By convention, most requests and responses have a simple “arguments plus
optional body” structure, as in earlier protocol versions.  This section
describes how such messages are encoded.  All requests and responses
defined by earlier protocol versions must be encoded in this way.

Conventional requests will send a CONTENTS of ::

  CONV_REQ := ARGS SINGLE_OR_STREAMED_BODY?
  SINGLE_OR_STREAMED_BODY := BYTES 
        | BYTES+ TRAILER
         
  ARGS := STRUCTURE(argument_tuple) 
  TRAILER := SUCCESS_STATUS | ERROR
  SUCCESS_STATUS := ONE_BYTE("S")
  ERROR := ONE_BYTE("E") STRUCTURE(argument_tuple)
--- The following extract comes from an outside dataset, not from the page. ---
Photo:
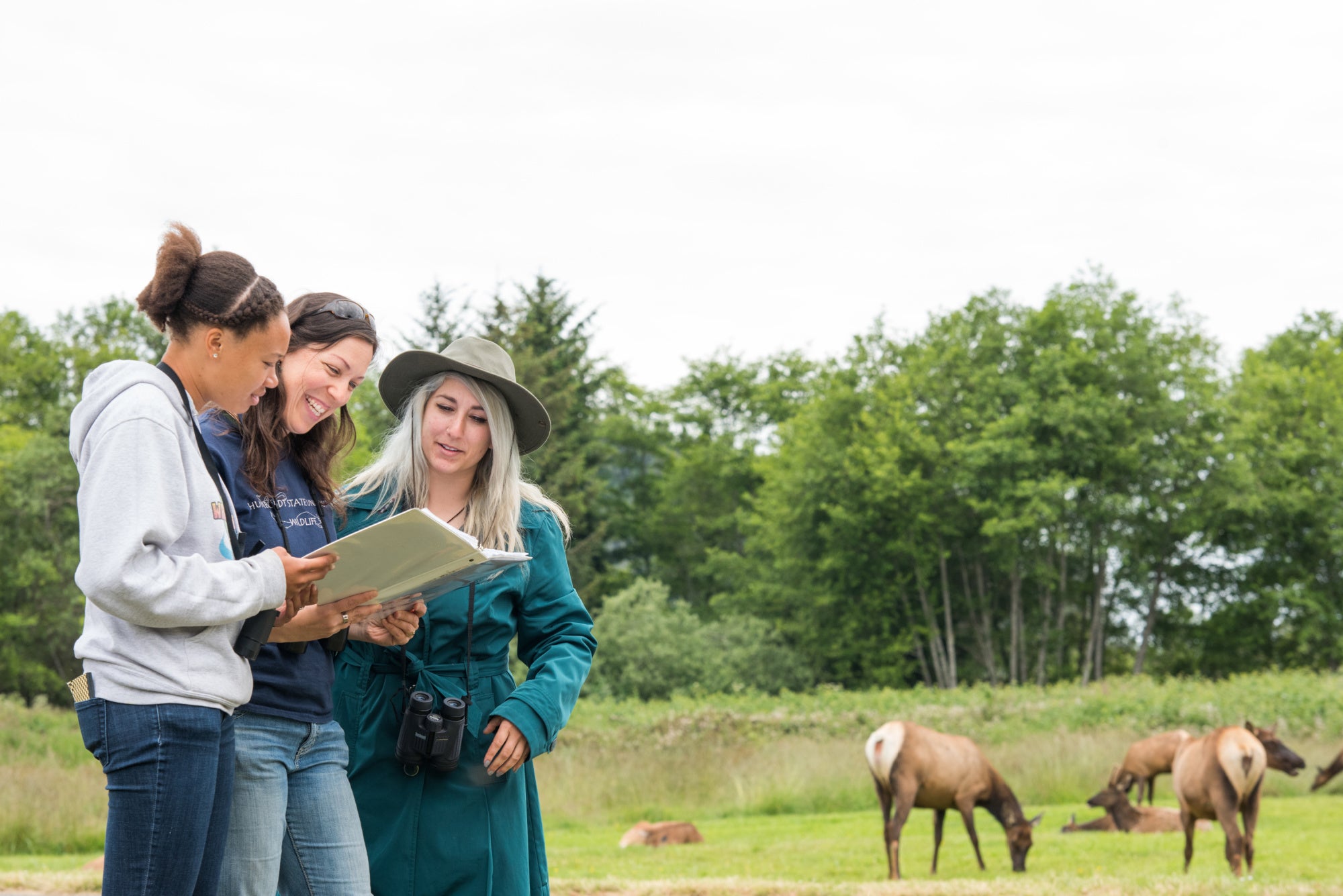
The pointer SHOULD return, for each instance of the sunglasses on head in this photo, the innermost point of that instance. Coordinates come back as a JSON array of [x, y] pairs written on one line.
[[347, 310]]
Conventional responses will send CONTENTS of ::

  CONV_RESP := RESP_STATUS ARGS SINGLE_OR_STREAMED_BODY?
  RESP_STATUS := ONE_BYTE("S") | ONE_BYTE("E")

If the RESP_STATUS is success ("S"), the arguments are the
method-dependent result.  

For errors (where the Status byte of a response or a streamed body is
"E"), the situation is analagous to requests.  The first item in the
encoded sequence must be a string of the error name.  The other arguments
supply details about the error, and their number and types will depend on
the type of error (as identified by the error name).

Note that the streamed body from version two is now just multiple
BYTES parts.

The end of the request or response is indicated by the lower-level 
END_MESSAGE.  If there's only one BYTES element in the body, the TRAILER
may or may not be present, depending on whether it was sent as a single
chunk or as a stream that happens to have one element.

  *(Discussion)* The success marker at the end of a streamed body seems
  redundant; it doesn't have space for any arguments, and the end of the
  body is marked anyhow by the end of the message.  Recipients shouldn't
  take any action on it, though they should map an error into raising an
  error locally.

  1.10 clients don't assert that they get a status byte at the end of the
  message.  They will complain (in
  ``ConventionalResponseHandler.byte_part_received``) if they get an
  initial success and then another byte part with no intervening bytes.
  If we stop sending the final success message and only flag errors
  they'll only get one if the error is detected after streaming starts but
  before any bytes are actually sent.  Possibly we should wait until at 
  least the first chunk is ready before declaring success.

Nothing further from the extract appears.